INDIANAPOLIS The widow of Roger Youngs, the late CEO of Financial Center FCU, has filed suit against the credit union, saying it owes his estate almost $940,000 under a retirement agreement.
In the suit, filed last week in U.S. District Court for the Southern District of Indiana, Mary Ellen Youngs claims the $440 million credit union owes her the money under a series of severance contracts Youngs agreed to upon his hiring in 2003, then amended in 2007, after he came down with cancer, which claimed his life in November 2011.
Youngs was a dedicated and well-known credit union executive, having worked for the New York CU League’s shared branching, as CEO of Power FCU in Syracuse, N.Y., and director of Midstates Corporate (Members United) CU, before taking the helm at Finance Center. His credit union was eventually cited with NAFCU’s 2009 Credit Union of the Year Award.

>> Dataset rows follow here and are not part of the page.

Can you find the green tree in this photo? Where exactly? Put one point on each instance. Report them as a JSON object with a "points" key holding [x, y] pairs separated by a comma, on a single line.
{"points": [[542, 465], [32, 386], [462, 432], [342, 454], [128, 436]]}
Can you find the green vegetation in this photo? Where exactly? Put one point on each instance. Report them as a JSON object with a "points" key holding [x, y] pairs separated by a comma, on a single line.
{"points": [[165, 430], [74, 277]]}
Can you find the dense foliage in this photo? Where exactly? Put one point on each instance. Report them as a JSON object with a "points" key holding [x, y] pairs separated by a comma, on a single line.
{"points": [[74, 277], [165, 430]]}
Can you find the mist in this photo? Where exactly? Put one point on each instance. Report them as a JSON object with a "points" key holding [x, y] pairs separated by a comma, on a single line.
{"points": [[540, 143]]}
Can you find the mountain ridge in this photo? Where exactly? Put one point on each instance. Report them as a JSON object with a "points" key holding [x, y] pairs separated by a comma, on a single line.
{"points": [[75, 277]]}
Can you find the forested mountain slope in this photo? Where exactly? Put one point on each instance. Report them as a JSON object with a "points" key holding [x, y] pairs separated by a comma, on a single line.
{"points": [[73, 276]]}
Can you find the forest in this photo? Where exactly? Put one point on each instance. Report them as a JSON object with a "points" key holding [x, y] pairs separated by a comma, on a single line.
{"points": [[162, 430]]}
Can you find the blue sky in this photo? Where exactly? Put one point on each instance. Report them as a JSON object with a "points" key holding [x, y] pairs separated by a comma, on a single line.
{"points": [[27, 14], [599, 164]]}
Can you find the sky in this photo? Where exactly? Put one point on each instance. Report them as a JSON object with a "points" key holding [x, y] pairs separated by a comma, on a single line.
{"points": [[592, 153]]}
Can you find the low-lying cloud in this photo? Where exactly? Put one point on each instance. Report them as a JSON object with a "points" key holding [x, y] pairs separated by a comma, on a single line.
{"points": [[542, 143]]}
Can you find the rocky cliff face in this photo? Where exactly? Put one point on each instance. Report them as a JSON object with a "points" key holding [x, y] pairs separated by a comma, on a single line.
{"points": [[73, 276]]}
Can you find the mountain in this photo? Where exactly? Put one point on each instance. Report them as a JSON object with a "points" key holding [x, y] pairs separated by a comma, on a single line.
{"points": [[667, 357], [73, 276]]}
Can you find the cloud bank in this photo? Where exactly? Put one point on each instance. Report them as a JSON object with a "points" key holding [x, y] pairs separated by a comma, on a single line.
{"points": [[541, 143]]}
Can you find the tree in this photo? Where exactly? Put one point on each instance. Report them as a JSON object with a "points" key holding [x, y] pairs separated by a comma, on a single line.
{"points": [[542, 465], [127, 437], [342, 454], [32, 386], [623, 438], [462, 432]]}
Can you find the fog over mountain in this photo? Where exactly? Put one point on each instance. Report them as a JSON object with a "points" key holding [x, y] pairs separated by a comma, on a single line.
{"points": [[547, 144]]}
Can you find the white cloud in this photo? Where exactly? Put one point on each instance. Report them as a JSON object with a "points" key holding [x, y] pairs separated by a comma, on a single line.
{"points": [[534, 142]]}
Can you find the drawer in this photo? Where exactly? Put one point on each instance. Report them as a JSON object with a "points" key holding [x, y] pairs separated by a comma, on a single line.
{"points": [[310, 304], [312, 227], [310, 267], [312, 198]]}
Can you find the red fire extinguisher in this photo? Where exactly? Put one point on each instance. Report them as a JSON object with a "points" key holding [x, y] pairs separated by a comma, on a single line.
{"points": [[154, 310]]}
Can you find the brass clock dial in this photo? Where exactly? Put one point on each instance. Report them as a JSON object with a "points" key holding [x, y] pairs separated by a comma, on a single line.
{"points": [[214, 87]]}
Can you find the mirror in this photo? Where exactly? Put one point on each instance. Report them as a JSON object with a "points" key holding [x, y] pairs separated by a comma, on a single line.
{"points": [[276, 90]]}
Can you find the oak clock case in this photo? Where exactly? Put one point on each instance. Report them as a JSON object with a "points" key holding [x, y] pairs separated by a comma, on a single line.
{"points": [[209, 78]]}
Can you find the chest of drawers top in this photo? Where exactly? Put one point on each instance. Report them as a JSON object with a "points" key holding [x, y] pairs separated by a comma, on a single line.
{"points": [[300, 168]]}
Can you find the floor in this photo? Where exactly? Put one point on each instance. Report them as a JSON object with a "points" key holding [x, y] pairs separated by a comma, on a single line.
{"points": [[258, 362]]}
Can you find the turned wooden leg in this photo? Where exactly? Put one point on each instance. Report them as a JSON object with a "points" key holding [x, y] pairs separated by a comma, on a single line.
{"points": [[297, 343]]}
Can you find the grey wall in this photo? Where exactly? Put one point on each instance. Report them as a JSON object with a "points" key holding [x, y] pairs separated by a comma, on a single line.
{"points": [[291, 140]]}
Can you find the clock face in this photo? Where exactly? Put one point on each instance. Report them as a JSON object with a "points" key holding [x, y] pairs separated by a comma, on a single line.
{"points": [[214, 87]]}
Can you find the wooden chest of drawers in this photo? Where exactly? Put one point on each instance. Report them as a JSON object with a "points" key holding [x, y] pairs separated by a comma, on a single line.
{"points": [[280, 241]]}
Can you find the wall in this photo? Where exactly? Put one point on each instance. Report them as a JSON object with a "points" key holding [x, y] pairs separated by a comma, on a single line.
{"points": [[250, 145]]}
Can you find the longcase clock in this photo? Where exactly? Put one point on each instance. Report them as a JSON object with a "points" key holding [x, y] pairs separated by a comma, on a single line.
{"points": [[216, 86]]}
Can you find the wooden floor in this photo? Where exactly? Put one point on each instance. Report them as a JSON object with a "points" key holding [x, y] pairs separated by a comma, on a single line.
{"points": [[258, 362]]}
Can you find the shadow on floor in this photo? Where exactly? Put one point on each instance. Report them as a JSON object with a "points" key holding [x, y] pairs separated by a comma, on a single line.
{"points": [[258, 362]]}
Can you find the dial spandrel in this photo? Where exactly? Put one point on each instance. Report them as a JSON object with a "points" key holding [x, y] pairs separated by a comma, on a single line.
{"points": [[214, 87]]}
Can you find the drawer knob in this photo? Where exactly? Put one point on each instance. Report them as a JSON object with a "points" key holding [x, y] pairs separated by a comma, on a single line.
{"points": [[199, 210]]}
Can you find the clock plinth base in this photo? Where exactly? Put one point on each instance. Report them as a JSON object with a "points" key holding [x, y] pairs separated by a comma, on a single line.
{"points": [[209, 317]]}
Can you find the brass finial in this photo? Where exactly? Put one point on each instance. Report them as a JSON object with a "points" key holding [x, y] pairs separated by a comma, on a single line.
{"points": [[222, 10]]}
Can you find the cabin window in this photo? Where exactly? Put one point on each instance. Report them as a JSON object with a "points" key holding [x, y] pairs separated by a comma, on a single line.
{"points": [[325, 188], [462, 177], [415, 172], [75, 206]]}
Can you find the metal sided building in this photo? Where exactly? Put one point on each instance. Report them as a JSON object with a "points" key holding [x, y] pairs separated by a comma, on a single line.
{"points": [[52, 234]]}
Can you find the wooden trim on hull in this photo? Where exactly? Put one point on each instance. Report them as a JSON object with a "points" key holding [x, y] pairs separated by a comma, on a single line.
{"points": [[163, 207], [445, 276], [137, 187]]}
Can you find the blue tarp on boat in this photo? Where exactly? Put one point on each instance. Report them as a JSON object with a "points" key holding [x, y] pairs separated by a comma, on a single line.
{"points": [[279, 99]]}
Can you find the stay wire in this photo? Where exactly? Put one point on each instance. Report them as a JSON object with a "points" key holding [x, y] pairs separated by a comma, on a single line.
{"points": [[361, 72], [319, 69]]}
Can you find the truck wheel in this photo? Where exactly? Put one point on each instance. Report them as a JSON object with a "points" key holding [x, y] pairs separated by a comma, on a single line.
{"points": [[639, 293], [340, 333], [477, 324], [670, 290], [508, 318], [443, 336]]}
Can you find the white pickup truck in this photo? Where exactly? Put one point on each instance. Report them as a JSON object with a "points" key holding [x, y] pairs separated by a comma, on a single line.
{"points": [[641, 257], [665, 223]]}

The severance agreement called for Youngs to resign in 2009 and continue to receive a monthly salary as a credit union employee for two years, according to court records. But Youngs’ widow claims his estate is also owed almost $1 million from a retirement investment the credit union first took out when Youngs joined the credit union in 2003.
Youngs, suffering from a long fight with cancer, was declared disabled and unable to work in December 2011, after the two-year severance agreement he signed in 2009 had run out.
According to the suit, upon his hiring, the credit union made a separate $2.5 million retirement investment in Youngs’ name to finance future retirement benefits that his estate is entitled to. That consisted of an initial investment of $1.5 million that was supposed to grow at 5%, or $75,000 a year, according to the suit. Youngs’ widow claims she is entitled to $926,000, including $400,000 of excessive earnings in the investment, which she says she should split with the credit union, under the terms of the severance pact..
The credit union responded to the suit by saying it has complied fully with the 2011 severance agreement and that Youngs wasn’t entitled to the remaining payment because his resigned in 20009, before his disability was declared in 2011, forfeiting the retirement benefit to which he would have been entitled to.
Finance Center FCU was chartered in 1955 to serve personnel at the former Fort Benjamin Harrison, which now houses a major finance center for the U.S. military.